I first spoke to Mike Pennington over the phone on my first day as comedy editor at Manchester’s late, lamented what’s on guide, CityLife. I was getting to grips with the comedy listings and in those days, in among the four computers set aside for freelancers, was the phone that rang if you called the general CityLife number. Mike – by those days better known as Johnny – was calling pretending to be his own nephew to complain about an interview from the previous issue written by my comedy editor predecessor, the talented scriptwriter Danny Brocklehurst, who had been a little creative when he’d failed to track Vegas down for an interview.

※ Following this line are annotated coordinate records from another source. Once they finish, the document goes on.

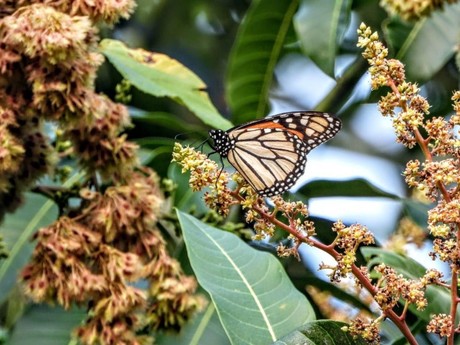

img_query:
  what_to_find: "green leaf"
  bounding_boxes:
[100,39,232,129]
[273,320,367,345]
[129,109,203,133]
[155,303,230,345]
[384,3,460,82]
[297,178,400,200]
[177,211,315,344]
[403,199,432,229]
[226,0,298,123]
[8,304,86,345]
[294,0,352,78]
[0,193,57,303]
[361,247,460,322]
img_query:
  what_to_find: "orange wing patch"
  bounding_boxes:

On the third call Pennington/Vegas came clean and I was able to introduce myself as the new comedy editor and tell him that he needn’t worry, we’d do something again soon. He was pleased and to confirm the clean slate told me we should hook up and he’d buy me a drink. It wasn’t too long before he fulfilled that promise. At the time he was a big comedy name in Manchester, having performed solo shows for a couple of years, but it was just before he became a household name. Back in those days as he gigged about on the Manchester circuit and beyond it was to be the first of many shared pints.

Reading his autobiography I can see now that it was mainly Johnny Vegas rather than Mike Pennington whom I was talking to on that phone. Mike probably wouldn’t have dared call.

Becoming Johnny Vegas is no ordinary autobiography. In it, Pennington makes a strong distinction between himself and his wild alter ego and stage persona Vegas, from the outset using a different typeface to express the two different voices. Also lurking in a separate typeface is ‘Doctor Death’, Pennington’s paranoid hypochondriac side which rears up in the early hours and is obsessed with terminal illness, a voice that was drowned out when he drank. With the alcohol came the Vegas persona but what was to truly fuel Vegas was the reaction of a live audience; whether that audience was fellow students in his student union bar, the punters in the Brown Edge pub in St Helens where he worked or the comedy club crowd where Vegas became fully realised.

The book begins with Pennington aged ten and moves through the events and experiences that he believes eventually gave birth to his own Frankenstein’s monster, Vegas: his days at the seminary after an early decision to become a Catholic priest, his school days, college where he discovered his love of art and his ceramics degree at Middlesex University where Vegas first took hold.

One of the most poignant aspects to this book is Pennington’s depiction of the loving and constant relationship with his family and, in particular, the dynamic between him and his father, a wise, gentle soul whom I had the pleasure of meeting when CityLife (in the form of me and a photographer) commandeered the Penningtons’ front room for a photo shoot.

In the final third of the book, Vegas is unleashed at the Edinburgh Fringe in 1997 where his show was nominated for the Perrier newcomer award and where Pennington confesses Vegas ‘took over.’

Witnessing Vegas live was an incredible experience; he’d fly by the seat of his flares with little in the way of back up material. Not that he appeared to need it, he was a spectacle of fearless daring, visceral, uninhibited and unhinged yet ultimately full of pathos, always managing to be poignant and unbelievably funny at the same time. Over the years I’ve seen him try to rob the theatre bar mid-gig, lead numerous sing-a-longs, attempt to seduce many a female audience member and of course get covered in clay from his on stage potter’s wheel demo. He’d frequently push the boundary of audience banter to the point of tense discomfort, one time probing a guy in the audience to reveal who his wank bank fantasy was while the poor fella was sat next to his girlfriend. Nevertheless, it was utterly compelling to watch. Reading the book you realise, particularly in the early days, how easily it could go wrong but certainly by the point in his career I saw him gig on a regular basis it did so very rarely did – and not one gig went by without at least one moment of sheer genius in there. Vegas is/was undoubtedly one of the best there has ever been and I’ve seen plenty.

Becoming Johnny Vegas reads like Vegas’ swansong, indeed there have been only a handful of live gigs in the last few years. I find myself torn by that prospect; glad that a friend is content, more settled in his own skin and much happier spending his career acting and writing but also, selfishly, sad that we may not see the like of Vegas in full throttle again.